This has to do with confidence intervals.
When you say something like 0.75 ± 0.15 with 99.9% probability what you mean to say is that on repeating the experiment many times, the range reported by the experiment (e.g. 0.75 ± 0.15) will contain the true population mean 99.9% of the time. Note that when the experiment is repeated the reported mean and its error may not be the same (they are a function of the data).
In other words, in repeated experiments, C% of confidence intervals will contain the true population mean.
The confidence interval (most commonly 95% CIs are used, by convention) is often misinterpreted as the probability that the population mean falls within the reported range. This is not strictly true, since the population mean is a constant and either does or does not fall within the range.

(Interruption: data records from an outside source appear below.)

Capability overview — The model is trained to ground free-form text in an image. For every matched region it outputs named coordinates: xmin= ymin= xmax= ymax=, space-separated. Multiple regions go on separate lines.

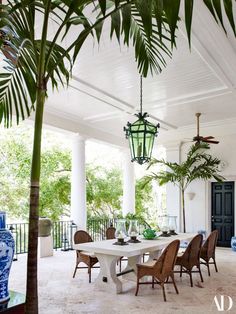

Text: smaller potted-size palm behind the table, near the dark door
xmin=144 ymin=143 xmax=224 ymax=232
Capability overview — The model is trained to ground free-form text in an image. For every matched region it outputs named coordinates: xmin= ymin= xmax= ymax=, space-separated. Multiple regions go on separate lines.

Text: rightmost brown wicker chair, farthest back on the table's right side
xmin=200 ymin=230 xmax=218 ymax=276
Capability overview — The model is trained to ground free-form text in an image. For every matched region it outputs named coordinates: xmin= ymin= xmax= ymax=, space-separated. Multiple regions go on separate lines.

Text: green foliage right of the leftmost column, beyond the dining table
xmin=86 ymin=165 xmax=153 ymax=218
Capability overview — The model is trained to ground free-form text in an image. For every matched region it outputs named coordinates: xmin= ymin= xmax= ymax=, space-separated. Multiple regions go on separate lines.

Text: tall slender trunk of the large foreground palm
xmin=25 ymin=86 xmax=46 ymax=314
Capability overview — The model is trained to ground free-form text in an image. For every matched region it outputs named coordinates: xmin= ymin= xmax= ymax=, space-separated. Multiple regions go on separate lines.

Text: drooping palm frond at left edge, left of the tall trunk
xmin=0 ymin=36 xmax=37 ymax=127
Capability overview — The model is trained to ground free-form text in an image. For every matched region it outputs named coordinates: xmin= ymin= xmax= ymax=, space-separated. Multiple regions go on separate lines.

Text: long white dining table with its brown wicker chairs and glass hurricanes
xmin=73 ymin=216 xmax=218 ymax=301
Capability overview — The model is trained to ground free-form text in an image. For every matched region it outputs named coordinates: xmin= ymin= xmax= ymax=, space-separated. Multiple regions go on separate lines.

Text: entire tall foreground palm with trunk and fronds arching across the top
xmin=0 ymin=0 xmax=235 ymax=314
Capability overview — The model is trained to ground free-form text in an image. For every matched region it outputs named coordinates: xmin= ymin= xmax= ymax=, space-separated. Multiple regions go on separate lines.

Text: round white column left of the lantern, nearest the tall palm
xmin=71 ymin=135 xmax=87 ymax=230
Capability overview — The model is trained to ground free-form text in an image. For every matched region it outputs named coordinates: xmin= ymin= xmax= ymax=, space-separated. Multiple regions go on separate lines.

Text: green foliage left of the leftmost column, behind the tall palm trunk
xmin=0 ymin=129 xmax=71 ymax=221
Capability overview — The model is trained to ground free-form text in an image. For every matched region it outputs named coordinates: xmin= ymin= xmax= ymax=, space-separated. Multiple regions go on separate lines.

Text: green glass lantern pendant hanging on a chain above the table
xmin=124 ymin=76 xmax=160 ymax=165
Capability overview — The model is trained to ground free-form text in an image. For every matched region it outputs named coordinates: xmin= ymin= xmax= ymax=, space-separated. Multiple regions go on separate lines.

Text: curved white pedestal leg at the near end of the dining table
xmin=95 ymin=253 xmax=122 ymax=293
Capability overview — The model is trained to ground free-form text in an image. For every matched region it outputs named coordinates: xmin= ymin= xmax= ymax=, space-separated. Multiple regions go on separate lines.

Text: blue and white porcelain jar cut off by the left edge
xmin=0 ymin=211 xmax=15 ymax=303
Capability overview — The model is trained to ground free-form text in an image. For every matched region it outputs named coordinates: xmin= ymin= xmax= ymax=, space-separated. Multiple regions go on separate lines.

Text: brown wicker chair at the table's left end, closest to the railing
xmin=73 ymin=230 xmax=99 ymax=283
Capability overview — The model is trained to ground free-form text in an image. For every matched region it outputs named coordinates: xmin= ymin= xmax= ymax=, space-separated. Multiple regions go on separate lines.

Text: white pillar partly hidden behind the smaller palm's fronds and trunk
xmin=165 ymin=143 xmax=182 ymax=231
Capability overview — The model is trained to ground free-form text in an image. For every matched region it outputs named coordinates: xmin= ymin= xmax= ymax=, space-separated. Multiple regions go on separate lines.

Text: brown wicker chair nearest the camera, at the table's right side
xmin=135 ymin=240 xmax=180 ymax=301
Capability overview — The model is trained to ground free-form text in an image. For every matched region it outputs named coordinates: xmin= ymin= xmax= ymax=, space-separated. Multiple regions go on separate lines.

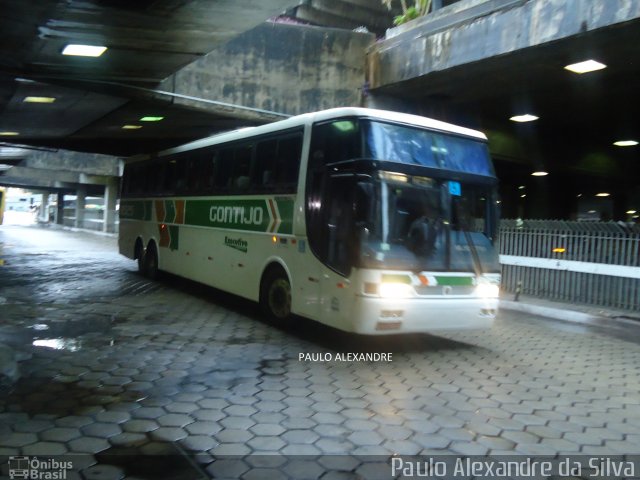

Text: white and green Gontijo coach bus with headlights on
xmin=119 ymin=108 xmax=500 ymax=334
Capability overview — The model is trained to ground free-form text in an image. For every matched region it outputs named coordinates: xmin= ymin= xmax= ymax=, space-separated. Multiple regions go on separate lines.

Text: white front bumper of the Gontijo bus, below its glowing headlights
xmin=348 ymin=296 xmax=498 ymax=335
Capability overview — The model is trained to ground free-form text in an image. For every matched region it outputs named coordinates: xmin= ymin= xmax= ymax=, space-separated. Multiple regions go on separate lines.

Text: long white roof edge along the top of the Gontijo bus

You would never use with 30% probability (although you can) because 30% is too low.
In polling data the verbiage is "19 times out of 20". For example, you might hear "75% ± 3 people agree, 19 times out of 20". This corresponds to a 19/20 = 0.95 (95%) confidence interval. In other words, if the same poll were to be repeated many many times, the population fraction of those who agree would be spanned by the interval 19/20 times.
The appropriate way to report such results is 0.75 ± 0.15 (95%CI).
I have a reasonably pedagogical column in Nature Methods (Points of Significance) about this very topic.